Pierre et Étienne appartiennent au 1er Commando de ce groupe, en qualité de cavaliers. – Batteries Anti-chars aux ordres du Capitaine Jean Bonnet – Section de Polonais du C.F.B.

Effectif total du régiment : 1000 hommesTandis que les deux premiers groupes d’Escadrons se préparent à partir par la voie ferrée, le

troisième, avec le Capitaine Pol Roux/Guy de Rouville et le Capitaine Honcourt/Pierre Hoepfner, s’apprête à s’acheminer par route dans les camions à gazogène réquisitionnés dans toute la région et équipés des armes récupérées.

Ce 6 septembre 1944, il pleut. Dans la colonne on entend : « … Belfort ! », « Non, je te dis que c’est l’Alsace ! », « Bah ! En gros vers l’Est… »

À la sortie de Castres, la colonne automobile se coupe en deux et déjà une moitié se perd… Heureusement, tout le monde se retrouve à Réalmont !

Les étapes se suivent rapidement, même si les gros camions sont parfois obligés de prendre des chemins détournés à cause des ponts coupés ou minés.

Dans la Corrèze, les soldats sont horrifiés par les murs noircis, les corps calcinés et l’histoire des hommes pendus pour ne pas avoir ciré leurs souliers ou avoir été mal rasés. Ils se promettent de faire payer aux Allemands de tels comportements…

Pendant ce temps, la Première Armée Française, qui a libéré Toulon, Arles, Tarascon, Avignon et Marseille, remonte aussi vers l’Est en passant par Lyon.

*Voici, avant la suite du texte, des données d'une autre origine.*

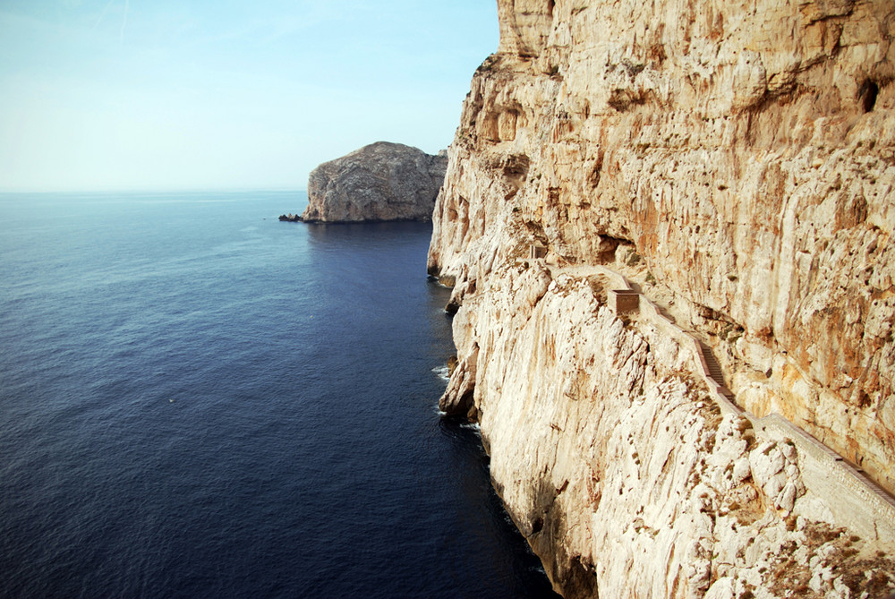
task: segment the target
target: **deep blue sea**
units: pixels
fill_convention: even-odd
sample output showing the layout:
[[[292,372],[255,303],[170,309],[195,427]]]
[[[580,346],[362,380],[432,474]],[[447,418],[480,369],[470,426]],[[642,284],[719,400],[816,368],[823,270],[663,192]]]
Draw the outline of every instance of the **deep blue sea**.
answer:
[[[437,411],[430,225],[0,195],[0,597],[545,597]]]

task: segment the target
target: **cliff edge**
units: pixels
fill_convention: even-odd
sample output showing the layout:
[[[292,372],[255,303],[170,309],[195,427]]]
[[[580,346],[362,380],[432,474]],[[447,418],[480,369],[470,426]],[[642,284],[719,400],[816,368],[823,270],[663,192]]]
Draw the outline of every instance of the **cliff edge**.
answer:
[[[895,4],[498,8],[429,272],[442,406],[554,586],[885,596]]]
[[[308,176],[304,222],[429,220],[448,158],[378,141],[324,162]]]

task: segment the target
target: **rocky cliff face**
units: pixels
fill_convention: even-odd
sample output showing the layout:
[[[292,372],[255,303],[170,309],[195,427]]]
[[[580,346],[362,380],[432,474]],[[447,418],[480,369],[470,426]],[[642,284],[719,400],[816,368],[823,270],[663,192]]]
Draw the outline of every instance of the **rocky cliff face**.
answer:
[[[308,177],[305,222],[428,220],[448,158],[378,141],[324,162]]]
[[[499,15],[429,269],[458,310],[443,405],[480,421],[555,586],[891,588],[891,539],[842,522],[836,485],[803,480],[785,439],[721,416],[680,344],[608,310],[586,268],[622,272],[704,343],[741,407],[895,490],[895,4],[499,0]]]

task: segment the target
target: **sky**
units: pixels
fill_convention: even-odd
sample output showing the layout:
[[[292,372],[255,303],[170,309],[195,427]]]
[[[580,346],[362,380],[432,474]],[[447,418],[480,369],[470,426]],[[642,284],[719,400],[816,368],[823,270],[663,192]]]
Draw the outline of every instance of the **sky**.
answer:
[[[447,148],[494,0],[0,0],[0,192],[304,189]]]

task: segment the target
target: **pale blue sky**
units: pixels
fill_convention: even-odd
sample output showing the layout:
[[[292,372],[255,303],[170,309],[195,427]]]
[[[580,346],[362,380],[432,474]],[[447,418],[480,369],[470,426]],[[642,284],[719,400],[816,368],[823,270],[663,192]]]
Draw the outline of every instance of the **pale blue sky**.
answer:
[[[494,0],[0,0],[0,191],[303,189],[450,142]]]

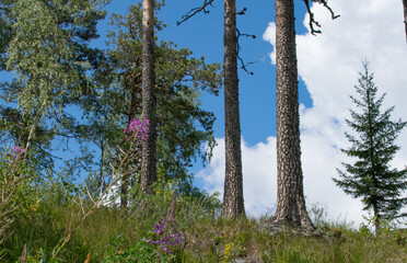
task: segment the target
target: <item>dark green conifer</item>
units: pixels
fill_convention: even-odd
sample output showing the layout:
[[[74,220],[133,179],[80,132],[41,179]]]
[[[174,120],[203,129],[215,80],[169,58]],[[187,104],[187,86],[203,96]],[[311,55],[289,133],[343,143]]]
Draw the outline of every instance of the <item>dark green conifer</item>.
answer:
[[[340,179],[334,181],[345,193],[361,197],[363,209],[373,210],[374,227],[379,233],[381,220],[394,218],[407,204],[407,198],[400,196],[407,188],[407,170],[398,171],[389,164],[400,148],[395,140],[407,123],[391,121],[394,106],[381,111],[385,94],[376,99],[377,87],[368,66],[363,62],[363,71],[359,73],[359,83],[354,87],[360,99],[350,96],[361,111],[350,110],[351,119],[346,119],[357,135],[345,133],[351,147],[342,149],[342,152],[356,160],[352,164],[342,163],[345,171],[338,169]]]

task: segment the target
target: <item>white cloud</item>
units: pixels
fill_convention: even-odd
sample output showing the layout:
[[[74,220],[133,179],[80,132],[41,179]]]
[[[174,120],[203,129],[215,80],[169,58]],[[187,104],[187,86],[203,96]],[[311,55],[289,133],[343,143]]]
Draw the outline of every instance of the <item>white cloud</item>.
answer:
[[[371,61],[379,92],[386,92],[383,107],[396,105],[395,118],[407,121],[407,46],[403,23],[403,4],[399,0],[332,0],[333,10],[340,18],[332,21],[329,12],[316,4],[312,8],[315,19],[322,24],[322,34],[299,35],[296,41],[299,76],[313,99],[313,107],[301,106],[302,161],[306,201],[326,203],[333,218],[340,214],[348,220],[362,221],[360,201],[344,194],[332,181],[336,168],[347,157],[340,148],[348,146],[342,132],[344,119],[352,107],[349,94],[362,60]],[[304,18],[307,25],[309,18]],[[263,38],[275,45],[276,24],[270,22]],[[275,62],[275,49],[270,54]],[[200,176],[208,191],[223,192],[224,140],[218,139],[213,162]],[[251,214],[261,214],[276,203],[276,138],[266,144],[247,147],[243,144],[243,176],[245,205]],[[404,168],[407,163],[407,130],[397,145],[402,150],[393,164]]]

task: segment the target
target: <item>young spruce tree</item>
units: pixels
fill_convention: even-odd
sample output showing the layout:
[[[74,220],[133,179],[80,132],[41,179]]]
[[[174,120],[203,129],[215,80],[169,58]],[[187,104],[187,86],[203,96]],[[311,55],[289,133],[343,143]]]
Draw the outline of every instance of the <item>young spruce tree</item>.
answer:
[[[352,119],[346,119],[359,136],[345,133],[352,146],[342,152],[357,160],[353,164],[342,163],[345,171],[338,169],[340,179],[334,181],[345,193],[362,197],[363,209],[373,209],[375,232],[379,233],[381,220],[394,218],[407,204],[407,198],[400,196],[407,188],[407,170],[389,167],[399,149],[395,140],[407,123],[391,121],[394,106],[381,111],[385,94],[376,99],[377,87],[368,66],[363,62],[363,72],[359,73],[359,84],[354,87],[360,99],[350,96],[361,112],[350,110]]]

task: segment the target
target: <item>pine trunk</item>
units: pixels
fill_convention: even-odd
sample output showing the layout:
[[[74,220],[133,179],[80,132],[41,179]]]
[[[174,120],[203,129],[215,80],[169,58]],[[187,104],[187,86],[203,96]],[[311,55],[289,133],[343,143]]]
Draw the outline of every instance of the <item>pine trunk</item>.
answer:
[[[149,138],[142,142],[141,190],[150,193],[156,180],[155,83],[154,83],[154,1],[142,1],[142,116],[149,119]]]
[[[380,233],[380,215],[379,215],[379,208],[377,208],[377,202],[373,203],[373,217],[374,217],[374,235],[379,236]]]
[[[235,0],[224,1],[225,180],[222,216],[244,216]]]
[[[277,207],[274,221],[303,230],[306,213],[301,168],[295,20],[293,0],[276,0]]]
[[[407,41],[407,0],[403,0],[403,8],[404,8],[404,26],[406,31],[406,41]]]

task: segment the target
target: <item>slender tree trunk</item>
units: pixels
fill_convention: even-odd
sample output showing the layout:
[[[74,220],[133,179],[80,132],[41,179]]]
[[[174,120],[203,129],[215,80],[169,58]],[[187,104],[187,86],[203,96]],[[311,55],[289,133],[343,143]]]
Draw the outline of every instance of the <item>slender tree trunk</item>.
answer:
[[[373,203],[373,216],[374,216],[374,232],[375,232],[375,236],[377,236],[381,230],[377,202]]]
[[[274,221],[313,230],[301,168],[300,116],[293,0],[276,0],[277,207]]]
[[[225,180],[222,216],[244,216],[235,0],[224,1]]]
[[[150,193],[156,180],[156,124],[154,83],[154,1],[142,1],[142,115],[149,119],[149,138],[142,144],[141,188]]]
[[[406,31],[406,41],[407,41],[407,0],[403,0],[403,7],[404,7],[404,26]]]

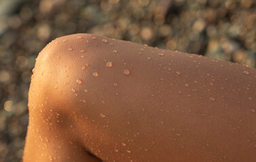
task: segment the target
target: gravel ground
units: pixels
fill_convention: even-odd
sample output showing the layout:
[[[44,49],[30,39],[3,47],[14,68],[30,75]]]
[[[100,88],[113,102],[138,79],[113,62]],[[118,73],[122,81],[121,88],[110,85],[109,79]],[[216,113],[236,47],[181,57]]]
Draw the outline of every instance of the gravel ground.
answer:
[[[31,70],[51,40],[94,33],[255,68],[255,0],[0,0],[0,162],[20,161]]]

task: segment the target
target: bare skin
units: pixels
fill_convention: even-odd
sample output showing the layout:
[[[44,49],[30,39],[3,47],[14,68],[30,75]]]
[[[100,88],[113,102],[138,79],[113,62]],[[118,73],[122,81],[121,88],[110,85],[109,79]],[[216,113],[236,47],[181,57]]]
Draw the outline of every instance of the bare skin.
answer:
[[[252,68],[88,34],[58,38],[32,77],[24,162],[255,162],[255,94]]]

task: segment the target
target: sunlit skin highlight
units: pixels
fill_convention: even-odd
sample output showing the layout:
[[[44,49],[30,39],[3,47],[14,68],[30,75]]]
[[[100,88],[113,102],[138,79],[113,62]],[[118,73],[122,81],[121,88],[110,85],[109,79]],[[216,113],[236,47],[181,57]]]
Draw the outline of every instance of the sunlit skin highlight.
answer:
[[[252,68],[77,34],[33,71],[24,162],[256,161]]]

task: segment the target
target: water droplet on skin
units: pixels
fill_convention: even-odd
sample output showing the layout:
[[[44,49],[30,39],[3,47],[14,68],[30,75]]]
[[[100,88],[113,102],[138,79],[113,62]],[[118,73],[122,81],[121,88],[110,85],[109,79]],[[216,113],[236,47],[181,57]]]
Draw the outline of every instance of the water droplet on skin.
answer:
[[[126,144],[125,144],[125,143],[122,143],[122,145],[123,145],[124,146],[126,146]]]
[[[93,75],[94,76],[98,76],[98,74],[97,72],[94,72],[94,73],[92,74],[92,75]]]
[[[112,61],[107,62],[107,64],[106,64],[106,66],[107,68],[111,68],[113,66],[113,62]]]
[[[81,84],[81,80],[77,79],[77,83],[79,84]]]
[[[107,43],[107,40],[106,39],[103,39],[101,40],[101,41],[103,41],[103,43]]]
[[[244,74],[246,74],[246,75],[249,75],[249,72],[248,71],[244,71]]]
[[[215,99],[214,97],[212,97],[210,98],[210,100],[211,100],[211,101],[215,101]]]
[[[126,76],[128,76],[130,74],[130,70],[124,70],[124,74]]]

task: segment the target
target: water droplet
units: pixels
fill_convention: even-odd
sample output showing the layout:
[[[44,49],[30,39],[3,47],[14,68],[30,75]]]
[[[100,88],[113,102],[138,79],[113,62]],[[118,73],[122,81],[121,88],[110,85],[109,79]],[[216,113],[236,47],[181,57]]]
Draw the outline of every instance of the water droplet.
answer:
[[[40,138],[41,141],[42,141],[42,142],[43,141],[43,138],[41,136],[39,136],[39,138]]]
[[[111,68],[113,66],[113,62],[112,61],[107,62],[107,64],[106,64],[106,66],[107,68]]]
[[[215,101],[215,99],[214,97],[210,97],[210,100],[213,101]]]
[[[246,74],[246,75],[249,75],[249,72],[248,71],[244,71],[244,74]]]
[[[128,69],[124,70],[124,74],[128,76],[130,74],[130,70]]]
[[[103,39],[101,40],[101,41],[103,41],[103,43],[107,43],[107,40],[106,39]]]
[[[123,145],[124,146],[126,146],[126,144],[125,143],[122,143],[122,145]]]
[[[94,76],[98,76],[98,74],[97,72],[94,72],[94,73],[92,74],[92,75],[93,75]]]
[[[77,79],[77,83],[79,84],[81,84],[81,80]]]

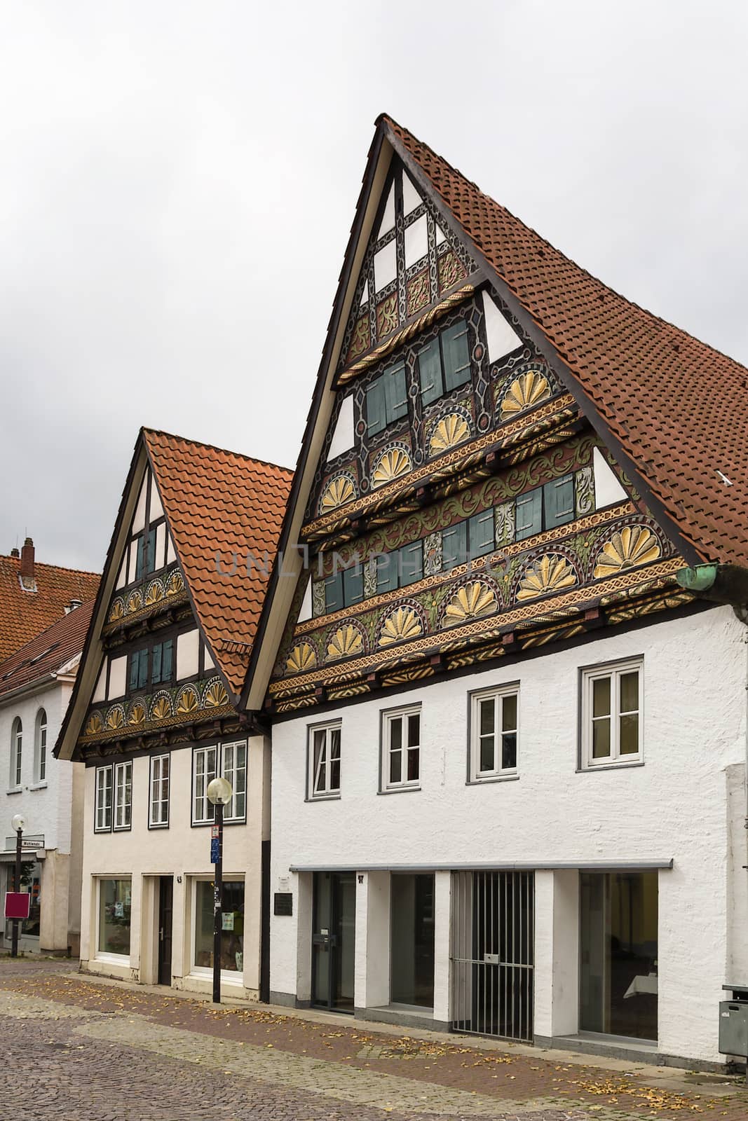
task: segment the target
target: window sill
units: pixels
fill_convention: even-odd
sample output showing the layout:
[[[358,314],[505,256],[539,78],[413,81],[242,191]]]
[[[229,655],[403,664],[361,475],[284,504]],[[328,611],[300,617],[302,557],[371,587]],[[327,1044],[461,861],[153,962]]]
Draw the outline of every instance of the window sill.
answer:
[[[487,786],[489,782],[516,782],[519,775],[477,775],[469,778],[465,786]]]
[[[616,761],[612,763],[591,763],[587,767],[578,767],[576,775],[592,775],[598,770],[624,770],[627,767],[644,767],[644,759],[631,759],[626,762]]]

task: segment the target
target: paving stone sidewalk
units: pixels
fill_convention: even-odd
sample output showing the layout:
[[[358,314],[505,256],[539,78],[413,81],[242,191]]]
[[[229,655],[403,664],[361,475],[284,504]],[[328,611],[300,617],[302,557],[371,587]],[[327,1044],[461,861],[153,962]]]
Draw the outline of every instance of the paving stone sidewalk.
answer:
[[[630,1072],[362,1030],[107,984],[75,963],[0,957],[0,1101],[31,1121],[746,1121],[720,1078],[673,1092]],[[671,1075],[674,1072],[669,1072]],[[13,1108],[15,1106],[15,1108]]]

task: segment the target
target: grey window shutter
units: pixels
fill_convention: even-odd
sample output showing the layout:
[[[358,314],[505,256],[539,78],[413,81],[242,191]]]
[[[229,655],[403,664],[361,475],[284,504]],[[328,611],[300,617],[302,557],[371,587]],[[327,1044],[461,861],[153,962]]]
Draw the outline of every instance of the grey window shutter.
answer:
[[[459,521],[442,530],[442,568],[446,572],[467,559],[467,524]]]
[[[543,529],[543,488],[520,494],[516,503],[515,537],[518,541]]]
[[[492,553],[493,544],[493,507],[474,513],[468,522],[470,534],[470,556],[482,557],[486,553]]]
[[[543,488],[545,498],[545,525],[564,526],[574,518],[574,476],[554,479]]]
[[[444,355],[444,387],[455,389],[470,381],[470,352],[468,350],[468,326],[455,323],[442,331],[442,353]]]
[[[386,424],[385,381],[382,378],[377,378],[367,389],[367,427],[369,435],[372,436],[375,433],[381,432]]]
[[[444,387],[442,386],[442,359],[438,352],[438,339],[426,343],[418,351],[418,377],[424,405],[428,405],[442,396]]]

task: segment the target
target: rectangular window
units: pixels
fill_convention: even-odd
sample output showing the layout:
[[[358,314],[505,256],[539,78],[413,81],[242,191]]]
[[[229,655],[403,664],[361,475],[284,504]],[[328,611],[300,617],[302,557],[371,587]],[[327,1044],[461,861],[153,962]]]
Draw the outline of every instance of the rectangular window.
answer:
[[[96,767],[94,832],[109,833],[112,827],[112,768]]]
[[[213,889],[212,880],[194,882],[193,970],[213,969]],[[224,880],[221,907],[221,972],[241,974],[244,967],[244,883]]]
[[[340,724],[310,729],[310,798],[340,794]]]
[[[415,788],[421,780],[421,707],[382,713],[381,789]]]
[[[215,807],[207,800],[207,785],[215,778],[218,748],[195,748],[192,753],[192,824],[205,825],[213,821]]]
[[[582,767],[641,760],[641,671],[637,658],[582,671]]]
[[[161,828],[169,823],[169,771],[172,757],[150,757],[150,807],[148,824]]]
[[[114,765],[114,828],[129,830],[132,824],[132,763]]]
[[[233,796],[223,807],[224,822],[247,819],[247,741],[223,744],[222,775],[231,782]]]
[[[405,363],[397,362],[385,370],[367,389],[367,427],[373,436],[387,425],[407,415]]]
[[[99,880],[99,954],[130,956],[130,880]]]
[[[519,688],[473,693],[470,703],[470,781],[517,773]]]
[[[463,321],[441,331],[418,351],[421,398],[430,405],[470,381],[468,325]]]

Le 6 septembre, elle est à Autun (21) et c’est là que le 8 septembre le Corps Franc Bayard la rejoint et participe à la Libération de la Ville et à la capture de 3500 prisonniers allemands. Mais c’est aussi là que le C.F.B. a ses premiers morts et obtient sa première citation.

Les troupes poursuivent leur route : Chalon-sur-Saône (71), Beaune (71).

Le 11 septembre, l’unité participe à la Libération de Nevers (58), en appuyant les dernières opérations de nettoyage et à la Libération de Bourges (18).

Après une halte à Gevrey-Chambertin (21), les Escadrons arrivent à Dijon (21) le 12 septembre. Les hommes se ruent sur tout ce qu’ils trouvent à acheter : nourriture, lames de rasoir, fourrure pour l’hiver…

C’est ce même jour que se fait la jonction de ces troupes F.F.I. avec les Forces Alliées débarquées en Normandie et notamment la 2e Division Blindée qui vient de libérer Paris.

Le 15 septembre, tout le Corps Franc attend au garde-à-vous la visite du Général de Lattre de Tassigny accompagné d’autres Généraux.

Puis, dans la campagne autour de Charmes et de Bézouotte, près de Dijon, les hommes font des manœuvres laissant entendre l’imminence des combats.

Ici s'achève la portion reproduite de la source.